Causonis japonica is a perennial herbaceous vine with compound, alternately branching leaves. Tendrils grow opposite each leaf. The leaves have 5 leaflets with dentate margins and a white coloration on the lower surface. The leaflets are arranged in a semi-palmate arrangement with 2 pairs of 2 with 1 singular leaflet with a longer stem in the center. It flowers in the late summer with red, white, and yellow flowers developing in umbels and producing grape-like berries with 2-4 seeds. In South Korea it flowers in July and August, with its fruit ripening in September and November, while in the southern hemisphere, in the Australian Northern Territory, it flowers and fruits in October.

This species may be confused with Virginia creeper in that they both have leaves with 5 toothed leaflets, but Virginia creeper lacks a petiolule (stem connecting a leaflet to the main leaf stem) on any of the leaflets.

== Habitat ==
It is a vine which grows on the edges of rainforests.

== Taxonomy ==
As can be seen from the list of synonyms, this species has been named and renamed many times.

It was first described as Vitis japonica in 1784 by Carl Peter Thunberg from a specimen found near Nagasaki. Its current name was given in 1838 by Constantine Samuel Rafinesque, when he transferred the species to the genus Causonis.

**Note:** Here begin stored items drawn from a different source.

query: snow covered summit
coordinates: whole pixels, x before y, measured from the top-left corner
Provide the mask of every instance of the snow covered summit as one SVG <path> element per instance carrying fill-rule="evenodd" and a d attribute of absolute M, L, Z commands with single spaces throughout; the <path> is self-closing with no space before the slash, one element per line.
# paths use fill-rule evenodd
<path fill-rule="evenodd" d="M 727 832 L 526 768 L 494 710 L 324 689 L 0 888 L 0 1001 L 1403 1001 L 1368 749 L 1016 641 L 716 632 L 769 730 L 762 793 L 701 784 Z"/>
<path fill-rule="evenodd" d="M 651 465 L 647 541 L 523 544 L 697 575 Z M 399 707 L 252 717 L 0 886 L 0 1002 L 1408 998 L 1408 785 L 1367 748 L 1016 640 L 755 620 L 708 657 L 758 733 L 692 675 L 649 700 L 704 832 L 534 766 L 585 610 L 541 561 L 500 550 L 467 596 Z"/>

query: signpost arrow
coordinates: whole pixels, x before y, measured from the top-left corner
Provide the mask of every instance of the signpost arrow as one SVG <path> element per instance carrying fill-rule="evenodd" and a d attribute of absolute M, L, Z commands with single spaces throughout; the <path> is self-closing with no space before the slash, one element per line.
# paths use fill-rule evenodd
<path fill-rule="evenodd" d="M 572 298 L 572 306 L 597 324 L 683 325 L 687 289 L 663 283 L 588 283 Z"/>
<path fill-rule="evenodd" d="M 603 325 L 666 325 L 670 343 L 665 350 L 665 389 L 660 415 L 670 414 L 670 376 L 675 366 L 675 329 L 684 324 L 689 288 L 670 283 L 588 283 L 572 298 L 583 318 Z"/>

in 1798, Carl Ludwig Willdenow transferred it to the genus Cissus, to give Cissus japonica. In 1918, Elmer Drew Merrill transferred it to the genus Columella. In 1911, François Gagnepain transferred it to the genus Cayratia, to give Cayratia japonica, a name which was accepted by Australian authorities until at least 2020, and which remains its accepted name in South Korea.

==As an introduced species in the US==

Causonis japonica has been introduced in tropical areas of the United States including Texas, Louisiana, Mississippi, Alabama, and North Carolina, where it is known as bushkiller. It can outcompete native plants and stress native trees by blocking sunlight and weighing them down. Controlling this weed is difficult as it can regenerate from rhizomes that remain in the soil. Cutting the stems at the ground and applying a systemic herbicide will often kill the plant. Composting it is not recommended as it can re-sprout from buried stems.